ここまでいろいろと指摘をしてみたが、日本語学の日本語文法を学習したいというニーズがもし在るのなら、この本にはわりと良いところも多いはずだ。他書と比較したわけではないが、その良い点も述べてみよう。いちばん最初に感じるのは「見通しの良さ」である。日本語文法の中で、今学習している単元はどのあたりに位置するのか、ある単元と別の単元との関連性はどのようなものか、というものがわりと把握しやすいのだ。おそらくその見通しの良さは著者が努力を傾けた結果なのであろう。この本で、日本語学の日本語文法の全体像も掴めるだろうし、その中での単元ごとの位置関係も掴める。そういう書なので、次にもう少し専門的な書や別の入門書、或いは別の文法体系(国語学など)を学習しようというときにも、スムーズに行きそうな手ごたえというものを感じさせてくれる。これは大きいと思う。
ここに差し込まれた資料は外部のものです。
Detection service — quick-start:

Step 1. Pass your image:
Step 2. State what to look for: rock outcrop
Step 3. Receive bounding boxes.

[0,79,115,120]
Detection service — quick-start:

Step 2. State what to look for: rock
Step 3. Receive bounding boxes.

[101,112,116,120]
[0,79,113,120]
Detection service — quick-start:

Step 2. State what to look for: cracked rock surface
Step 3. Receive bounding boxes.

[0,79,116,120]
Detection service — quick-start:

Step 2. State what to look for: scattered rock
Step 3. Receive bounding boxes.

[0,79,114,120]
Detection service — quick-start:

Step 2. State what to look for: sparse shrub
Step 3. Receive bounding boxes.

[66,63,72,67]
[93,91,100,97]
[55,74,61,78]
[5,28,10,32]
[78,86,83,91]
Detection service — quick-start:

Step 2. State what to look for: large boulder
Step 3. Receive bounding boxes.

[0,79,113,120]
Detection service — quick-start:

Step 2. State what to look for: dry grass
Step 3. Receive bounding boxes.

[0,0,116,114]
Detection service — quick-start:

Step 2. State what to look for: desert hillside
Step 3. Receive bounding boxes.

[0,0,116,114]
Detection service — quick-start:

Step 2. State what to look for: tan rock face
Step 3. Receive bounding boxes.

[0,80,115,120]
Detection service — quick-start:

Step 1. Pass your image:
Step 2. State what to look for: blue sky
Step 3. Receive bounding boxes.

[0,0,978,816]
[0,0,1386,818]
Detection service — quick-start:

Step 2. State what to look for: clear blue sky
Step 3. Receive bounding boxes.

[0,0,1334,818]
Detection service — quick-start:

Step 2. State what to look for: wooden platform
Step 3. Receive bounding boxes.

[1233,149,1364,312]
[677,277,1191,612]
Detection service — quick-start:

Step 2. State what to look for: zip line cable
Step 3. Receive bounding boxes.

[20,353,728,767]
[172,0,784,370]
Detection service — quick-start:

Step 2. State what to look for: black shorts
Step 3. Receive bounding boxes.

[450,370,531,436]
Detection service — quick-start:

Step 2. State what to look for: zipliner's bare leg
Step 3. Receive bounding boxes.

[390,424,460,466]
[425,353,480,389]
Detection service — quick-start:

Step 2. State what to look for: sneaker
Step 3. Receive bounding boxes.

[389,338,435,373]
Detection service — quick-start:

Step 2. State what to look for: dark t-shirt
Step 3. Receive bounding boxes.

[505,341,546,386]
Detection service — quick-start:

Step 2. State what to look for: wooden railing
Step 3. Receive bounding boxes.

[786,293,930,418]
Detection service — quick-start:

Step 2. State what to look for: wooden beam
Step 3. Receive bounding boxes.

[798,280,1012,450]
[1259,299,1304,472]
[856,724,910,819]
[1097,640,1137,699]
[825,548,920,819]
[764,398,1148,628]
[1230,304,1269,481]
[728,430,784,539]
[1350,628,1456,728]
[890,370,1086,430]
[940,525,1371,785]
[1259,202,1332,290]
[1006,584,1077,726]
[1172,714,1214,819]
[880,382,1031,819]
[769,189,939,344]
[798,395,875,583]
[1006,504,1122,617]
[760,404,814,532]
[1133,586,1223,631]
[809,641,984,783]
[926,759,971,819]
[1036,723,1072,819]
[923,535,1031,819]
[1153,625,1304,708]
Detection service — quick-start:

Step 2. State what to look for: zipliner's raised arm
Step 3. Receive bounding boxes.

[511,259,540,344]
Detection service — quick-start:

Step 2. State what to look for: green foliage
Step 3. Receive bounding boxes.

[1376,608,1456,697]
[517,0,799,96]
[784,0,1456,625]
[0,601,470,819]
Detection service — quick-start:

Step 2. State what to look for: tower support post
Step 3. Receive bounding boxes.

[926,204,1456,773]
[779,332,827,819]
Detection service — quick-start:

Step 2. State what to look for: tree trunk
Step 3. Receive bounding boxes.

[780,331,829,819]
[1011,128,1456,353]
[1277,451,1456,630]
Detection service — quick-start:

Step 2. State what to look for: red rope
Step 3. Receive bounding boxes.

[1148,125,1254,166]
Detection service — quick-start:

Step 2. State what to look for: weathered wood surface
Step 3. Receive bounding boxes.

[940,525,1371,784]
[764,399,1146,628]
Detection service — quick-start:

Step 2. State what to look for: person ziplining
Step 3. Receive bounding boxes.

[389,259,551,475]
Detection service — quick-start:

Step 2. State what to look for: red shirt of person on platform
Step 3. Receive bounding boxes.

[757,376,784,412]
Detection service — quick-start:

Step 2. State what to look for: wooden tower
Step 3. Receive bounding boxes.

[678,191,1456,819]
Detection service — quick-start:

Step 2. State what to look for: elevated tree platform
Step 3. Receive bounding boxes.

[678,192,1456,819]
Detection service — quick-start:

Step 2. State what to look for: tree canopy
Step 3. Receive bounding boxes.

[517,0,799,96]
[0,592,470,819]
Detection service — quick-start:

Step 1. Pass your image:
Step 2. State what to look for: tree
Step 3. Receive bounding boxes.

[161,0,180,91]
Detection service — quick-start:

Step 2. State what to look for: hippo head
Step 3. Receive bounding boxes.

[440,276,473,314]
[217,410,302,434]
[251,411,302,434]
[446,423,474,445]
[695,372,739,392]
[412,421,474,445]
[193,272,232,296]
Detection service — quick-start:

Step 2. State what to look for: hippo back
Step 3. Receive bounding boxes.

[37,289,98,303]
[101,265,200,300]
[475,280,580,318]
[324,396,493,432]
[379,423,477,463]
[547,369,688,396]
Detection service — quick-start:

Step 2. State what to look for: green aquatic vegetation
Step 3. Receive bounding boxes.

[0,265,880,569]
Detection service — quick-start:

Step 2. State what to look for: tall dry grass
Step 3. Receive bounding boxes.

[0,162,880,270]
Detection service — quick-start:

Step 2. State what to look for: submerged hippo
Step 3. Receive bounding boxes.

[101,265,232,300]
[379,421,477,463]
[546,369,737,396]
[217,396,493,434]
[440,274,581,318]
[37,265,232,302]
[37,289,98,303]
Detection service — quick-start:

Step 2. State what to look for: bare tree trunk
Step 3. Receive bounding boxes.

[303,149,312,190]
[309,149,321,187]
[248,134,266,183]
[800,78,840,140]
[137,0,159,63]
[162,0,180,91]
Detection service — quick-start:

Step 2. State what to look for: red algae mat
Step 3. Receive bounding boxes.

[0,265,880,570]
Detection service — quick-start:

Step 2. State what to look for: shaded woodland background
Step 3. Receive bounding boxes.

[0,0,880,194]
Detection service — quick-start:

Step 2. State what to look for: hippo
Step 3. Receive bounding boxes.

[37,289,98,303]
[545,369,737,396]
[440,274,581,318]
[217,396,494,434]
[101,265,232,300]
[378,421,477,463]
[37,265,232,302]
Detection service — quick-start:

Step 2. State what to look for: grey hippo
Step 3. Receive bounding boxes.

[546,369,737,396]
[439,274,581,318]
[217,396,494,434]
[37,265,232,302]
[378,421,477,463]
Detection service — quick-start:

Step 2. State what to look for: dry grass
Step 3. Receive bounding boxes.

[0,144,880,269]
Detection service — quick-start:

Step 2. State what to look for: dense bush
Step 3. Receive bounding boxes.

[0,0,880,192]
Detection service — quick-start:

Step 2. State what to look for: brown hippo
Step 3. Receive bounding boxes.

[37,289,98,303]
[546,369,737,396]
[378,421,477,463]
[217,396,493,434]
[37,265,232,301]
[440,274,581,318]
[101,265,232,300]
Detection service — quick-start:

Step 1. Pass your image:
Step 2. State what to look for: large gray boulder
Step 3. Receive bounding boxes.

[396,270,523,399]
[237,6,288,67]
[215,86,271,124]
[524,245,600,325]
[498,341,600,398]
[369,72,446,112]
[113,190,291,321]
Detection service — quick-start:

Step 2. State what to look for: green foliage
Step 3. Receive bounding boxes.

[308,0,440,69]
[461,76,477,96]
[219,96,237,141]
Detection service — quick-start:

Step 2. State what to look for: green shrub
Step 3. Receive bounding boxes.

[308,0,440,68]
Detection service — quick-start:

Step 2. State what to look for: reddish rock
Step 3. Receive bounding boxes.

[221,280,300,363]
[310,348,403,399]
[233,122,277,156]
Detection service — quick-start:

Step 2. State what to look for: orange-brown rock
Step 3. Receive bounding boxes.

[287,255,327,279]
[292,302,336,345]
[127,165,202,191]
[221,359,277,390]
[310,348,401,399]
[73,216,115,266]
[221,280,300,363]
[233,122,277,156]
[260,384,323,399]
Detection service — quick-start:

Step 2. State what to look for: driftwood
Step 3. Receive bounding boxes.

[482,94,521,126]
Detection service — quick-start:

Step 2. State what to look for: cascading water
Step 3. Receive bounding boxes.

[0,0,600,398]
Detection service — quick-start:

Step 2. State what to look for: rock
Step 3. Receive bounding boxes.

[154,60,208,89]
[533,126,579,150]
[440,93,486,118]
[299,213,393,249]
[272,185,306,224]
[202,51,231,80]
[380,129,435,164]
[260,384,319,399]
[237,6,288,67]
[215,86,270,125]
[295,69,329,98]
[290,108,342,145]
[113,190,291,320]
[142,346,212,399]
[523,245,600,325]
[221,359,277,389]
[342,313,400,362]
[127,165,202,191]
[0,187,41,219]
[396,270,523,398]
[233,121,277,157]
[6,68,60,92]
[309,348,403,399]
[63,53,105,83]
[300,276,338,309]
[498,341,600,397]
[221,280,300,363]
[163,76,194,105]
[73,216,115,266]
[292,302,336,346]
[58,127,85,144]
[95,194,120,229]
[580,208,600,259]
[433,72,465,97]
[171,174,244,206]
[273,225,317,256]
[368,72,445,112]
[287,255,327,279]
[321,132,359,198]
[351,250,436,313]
この本の説明はしばしば「外国人からみた日本語」というしかたでなされる。その中にもいろいろと細かい、新鮮な発見というものも感じることができる。「は」と「が」の使い分けが日本語話者には無自覚的にかなり巧妙になされていることの指摘や(童話「桃太郎」の出だしなど)、何かを発見したときに「財布が在った。」と発話することが「過去形」であることの指摘などが、たとえば挙げられる。或いは、この本で紹介されている文法はわりと理にかなったわかりやすいものであるため、素人でもそこに「法則」を発見することすら可能なようにも思えてくる。そのことで文法体系そのものへの興味をもちやすくもなる。と同時に本書を読むうちに、いろいろと説明されていない点や疑念なども読者は感知しうるだろう。小さな新書本だけでは何もかもをカバーすることまではやはりできていない。生じたいくつかの疑念に対しては、その点を自分なりに考察したり、他書にあたってみたりすることもできる。そういう基礎体力がこの書では付くと期待できる。著者自身がもう少し詳しめの入門書を書いていることも紹介されているので、その書にあたってみるのも一法である。
もう一つ、意外なこの書のメリットを説いておきたい。それは三上章の主語無用論が紹介されたのちに、しかし日本語学では(著者自身も含めて)主語という語を主格の意で使うことが多いと述べていることである。その理由付けは説得的だとは私は感じないが、それでも主語という語の使用状況について述べていること自体は素晴らしいことだと思う。というのも、日本語学では「主語という語を使わないことにしている」著者もいれば、主格の意で平気で用いる著者もいるので、その違いに、つまり主語という語の使用状況自体に注意を振り向けることにつながるからだ。なので、或る程度以上日本語学に深入りしたいと考えている読者であるなら、この著者の主語概念への説明は案内になってくれる有意義なものであると思う。また、主語というものを重要な単元や話題として取り上げるようなタイプの文法体系に対しても、多少の距離をもって接することができるようになろう。
多くの人にとっての文法に関する疑問は、むしろ直接的に本格的な事典、たとえば日本語記述文法研究会の事典(amazon)に当たって解決することが多いと思う。少なくとも私はそうだった。だが、この事典を活用するに際しても、日本語文法の全体像がごく大雑把にでも把握されているほうが、やはり使いやすい。当然のことだ。その手始めになる最有力候補が、原沢のこの新書本になるだろうと思う。そういうふうにして薦めておきたい。